Faculty included professors Eleanor D’Aponte, Danny Sagan (architecture) and Adam Sevi (civil engineering), adjunct professor Sabrina Fadial (art), lecturer Mark Atwood, shop manager Tom Yacawych and College of Professional Schools Dean Aron Temkin. A design advisory board of Bright; Donohue; Northfield Energy Committee Secretary Gail Hall; Northfield Community Development Network board member Jason Endres; Northfield historian and Northfield Select Board Vice Chair Julie Goodrich and retired Norwich University history professor Gary Lord.
“The students … brainstormed what (the kiosk) would look like,” said Hall, who was on campus to see the kiosk’s move. “And it has evolved.”
At the Collab, volunteers from the university and North Main, a Northfield car repair garage, moved the shelter onto a trailer for its short ride to Depot Square and its site on Wall Street. A textured wall pattern nods to Northfield’s five covered bridges; hasta lilies and a rain garden near the structure will link to nature.
Armstrong and D’Aponte described the structure as an example of biophilic design, which emphasizes human adaptations to the natural world that have helped advance health, well-being and fitness. Biophilic designs use nature, space and place to connect buildings with natural environments, bringing the outdoors in.
Pushing partnerships
The bus kiosk project, like The Veterans’ Place room renovation project from academic year 2021-22, reflected the university’s push to partner with Northfield to build a tighter, more inclusive community. The town and university are also working to improve sidewalks along Main Street and lighting around the town’s commons.
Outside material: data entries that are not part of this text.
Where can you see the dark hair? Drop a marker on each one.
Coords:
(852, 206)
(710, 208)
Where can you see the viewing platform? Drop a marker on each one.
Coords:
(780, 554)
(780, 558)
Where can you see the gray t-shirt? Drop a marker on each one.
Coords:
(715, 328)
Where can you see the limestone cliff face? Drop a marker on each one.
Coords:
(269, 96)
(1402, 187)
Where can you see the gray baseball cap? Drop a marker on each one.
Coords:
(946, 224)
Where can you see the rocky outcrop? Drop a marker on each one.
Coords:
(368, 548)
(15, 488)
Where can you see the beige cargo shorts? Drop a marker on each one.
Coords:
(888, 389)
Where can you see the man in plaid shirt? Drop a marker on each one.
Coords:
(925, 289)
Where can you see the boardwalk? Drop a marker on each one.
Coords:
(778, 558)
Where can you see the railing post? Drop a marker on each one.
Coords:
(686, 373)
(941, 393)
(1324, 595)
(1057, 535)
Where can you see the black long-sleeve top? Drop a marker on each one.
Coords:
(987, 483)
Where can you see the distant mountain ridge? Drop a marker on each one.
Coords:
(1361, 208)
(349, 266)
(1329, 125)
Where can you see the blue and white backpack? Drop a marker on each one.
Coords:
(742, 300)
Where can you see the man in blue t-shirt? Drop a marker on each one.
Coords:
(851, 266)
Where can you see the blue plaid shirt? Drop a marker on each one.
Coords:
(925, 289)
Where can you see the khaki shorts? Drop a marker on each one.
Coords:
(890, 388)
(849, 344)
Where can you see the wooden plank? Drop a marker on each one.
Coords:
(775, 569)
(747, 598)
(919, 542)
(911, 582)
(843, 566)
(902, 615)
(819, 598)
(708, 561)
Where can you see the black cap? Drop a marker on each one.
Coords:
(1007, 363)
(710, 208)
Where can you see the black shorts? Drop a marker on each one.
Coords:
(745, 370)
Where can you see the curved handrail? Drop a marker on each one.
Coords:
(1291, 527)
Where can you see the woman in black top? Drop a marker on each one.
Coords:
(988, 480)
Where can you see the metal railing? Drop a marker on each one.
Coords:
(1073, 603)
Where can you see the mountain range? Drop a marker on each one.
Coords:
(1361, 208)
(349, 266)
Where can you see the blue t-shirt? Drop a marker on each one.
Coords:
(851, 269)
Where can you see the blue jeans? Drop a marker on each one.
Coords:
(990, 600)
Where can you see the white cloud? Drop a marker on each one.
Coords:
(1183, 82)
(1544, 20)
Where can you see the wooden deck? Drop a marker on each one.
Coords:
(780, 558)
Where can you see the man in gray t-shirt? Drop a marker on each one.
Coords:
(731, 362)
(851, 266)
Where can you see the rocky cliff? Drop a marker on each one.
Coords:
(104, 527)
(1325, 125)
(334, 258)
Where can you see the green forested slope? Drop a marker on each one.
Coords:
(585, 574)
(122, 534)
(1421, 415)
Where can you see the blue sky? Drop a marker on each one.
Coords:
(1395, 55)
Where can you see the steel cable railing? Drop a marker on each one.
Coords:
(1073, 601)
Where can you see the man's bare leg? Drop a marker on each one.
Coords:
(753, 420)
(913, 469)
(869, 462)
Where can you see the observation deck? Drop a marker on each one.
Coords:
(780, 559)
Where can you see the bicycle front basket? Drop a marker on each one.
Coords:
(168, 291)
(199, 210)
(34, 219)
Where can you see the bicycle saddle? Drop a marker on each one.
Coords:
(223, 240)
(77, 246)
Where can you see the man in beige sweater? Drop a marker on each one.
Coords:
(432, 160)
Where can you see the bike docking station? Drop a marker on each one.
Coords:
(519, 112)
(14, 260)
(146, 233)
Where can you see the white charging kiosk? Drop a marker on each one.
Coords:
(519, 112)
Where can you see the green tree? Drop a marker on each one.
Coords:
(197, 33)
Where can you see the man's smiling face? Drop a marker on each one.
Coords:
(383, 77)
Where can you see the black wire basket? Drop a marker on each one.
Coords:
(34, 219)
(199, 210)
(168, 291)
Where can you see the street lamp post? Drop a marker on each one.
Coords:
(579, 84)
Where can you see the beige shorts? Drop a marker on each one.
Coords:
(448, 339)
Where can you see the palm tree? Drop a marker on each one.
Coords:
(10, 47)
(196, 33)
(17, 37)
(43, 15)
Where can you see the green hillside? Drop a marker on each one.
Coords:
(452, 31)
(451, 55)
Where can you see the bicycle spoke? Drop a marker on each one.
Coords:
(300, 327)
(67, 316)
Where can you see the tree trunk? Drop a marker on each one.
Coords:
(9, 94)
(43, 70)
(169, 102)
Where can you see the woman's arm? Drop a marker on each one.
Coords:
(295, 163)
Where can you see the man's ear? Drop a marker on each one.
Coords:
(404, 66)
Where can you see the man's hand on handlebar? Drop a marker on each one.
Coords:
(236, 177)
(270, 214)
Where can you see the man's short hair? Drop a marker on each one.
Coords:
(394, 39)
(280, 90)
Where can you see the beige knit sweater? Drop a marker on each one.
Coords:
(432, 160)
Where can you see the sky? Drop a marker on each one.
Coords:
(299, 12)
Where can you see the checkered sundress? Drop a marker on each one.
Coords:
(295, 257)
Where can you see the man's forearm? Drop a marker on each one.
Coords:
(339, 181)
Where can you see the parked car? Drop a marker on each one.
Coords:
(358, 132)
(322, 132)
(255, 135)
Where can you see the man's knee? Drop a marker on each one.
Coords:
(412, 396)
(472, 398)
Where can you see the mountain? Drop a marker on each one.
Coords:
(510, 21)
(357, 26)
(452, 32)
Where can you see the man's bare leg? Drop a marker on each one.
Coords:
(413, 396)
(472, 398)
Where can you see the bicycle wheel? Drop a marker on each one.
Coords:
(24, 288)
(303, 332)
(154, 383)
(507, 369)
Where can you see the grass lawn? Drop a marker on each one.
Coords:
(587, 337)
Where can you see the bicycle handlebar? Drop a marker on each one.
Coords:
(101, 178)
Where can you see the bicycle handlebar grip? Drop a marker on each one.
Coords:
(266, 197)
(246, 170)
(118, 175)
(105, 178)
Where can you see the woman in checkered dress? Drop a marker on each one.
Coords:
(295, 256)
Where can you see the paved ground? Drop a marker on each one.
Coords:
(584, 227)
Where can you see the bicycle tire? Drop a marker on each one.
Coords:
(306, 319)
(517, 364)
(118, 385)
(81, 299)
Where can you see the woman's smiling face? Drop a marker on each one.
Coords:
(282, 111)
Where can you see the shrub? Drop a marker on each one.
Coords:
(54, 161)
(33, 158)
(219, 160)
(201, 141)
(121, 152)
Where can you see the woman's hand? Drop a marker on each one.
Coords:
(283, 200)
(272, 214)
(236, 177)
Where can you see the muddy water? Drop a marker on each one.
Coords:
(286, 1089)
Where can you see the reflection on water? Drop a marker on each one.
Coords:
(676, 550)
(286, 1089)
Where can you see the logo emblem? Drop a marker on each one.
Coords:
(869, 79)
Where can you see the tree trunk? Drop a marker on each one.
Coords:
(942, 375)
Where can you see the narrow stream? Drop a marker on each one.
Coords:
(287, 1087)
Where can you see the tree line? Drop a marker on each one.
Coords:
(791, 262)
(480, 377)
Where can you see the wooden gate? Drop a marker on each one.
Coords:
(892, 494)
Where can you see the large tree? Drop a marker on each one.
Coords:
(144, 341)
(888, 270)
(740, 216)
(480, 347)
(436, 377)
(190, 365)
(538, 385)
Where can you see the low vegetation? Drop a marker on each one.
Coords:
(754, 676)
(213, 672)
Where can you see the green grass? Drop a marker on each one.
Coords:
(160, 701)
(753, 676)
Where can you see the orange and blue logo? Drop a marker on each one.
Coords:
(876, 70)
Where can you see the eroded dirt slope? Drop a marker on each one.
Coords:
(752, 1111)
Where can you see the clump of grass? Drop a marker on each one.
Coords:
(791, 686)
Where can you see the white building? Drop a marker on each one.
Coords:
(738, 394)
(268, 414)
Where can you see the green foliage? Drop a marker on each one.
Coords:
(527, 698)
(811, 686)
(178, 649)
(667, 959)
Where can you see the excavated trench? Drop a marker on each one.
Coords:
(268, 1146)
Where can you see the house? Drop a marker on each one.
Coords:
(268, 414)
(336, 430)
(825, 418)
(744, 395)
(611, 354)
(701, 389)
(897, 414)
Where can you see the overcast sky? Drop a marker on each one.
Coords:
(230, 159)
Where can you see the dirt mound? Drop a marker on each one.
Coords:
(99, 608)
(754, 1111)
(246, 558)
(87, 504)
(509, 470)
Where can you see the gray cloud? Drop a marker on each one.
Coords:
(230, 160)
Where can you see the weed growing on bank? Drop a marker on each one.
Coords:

For the bus kiosk project, the Northfield Energy Committee, Historical Society and the Select Board worked with Norwich’s student designers and faculty to work with a local historian, a landscape architect, an artist, engineers and community organizers to build an Americans with Disabilities Act-accessible bus stop. Besides offering seating for Northfield residents commuting to Montpelier (the bus goes twice daily to the state capital), the kiosk will post bus routes and pickup times, a historical Northfield timeline and information on local activities and resources.
School of Architecture + Art Director Cara Armstrong called the kiosk an example of a continuing conversation between Norwich and Northfield, important because they’re neighbors and partners. Hall said students, including a set of special liaison students, spoke and collaborated often with town officials.
“There was a lot of give and take between the students and me, particularly in the beginning, as I was regarded as their client,” she said. “They had to iron out differences and see what they could come up with.”
Armstrong added, “This helps the students because they can see how design can … make a difference in a community. It’s been important for them to have the opportunity to talk to all these different community groups and understand it’s not just because they might have a great idea, they have to work with the community and get input to make a project that is meaningful.”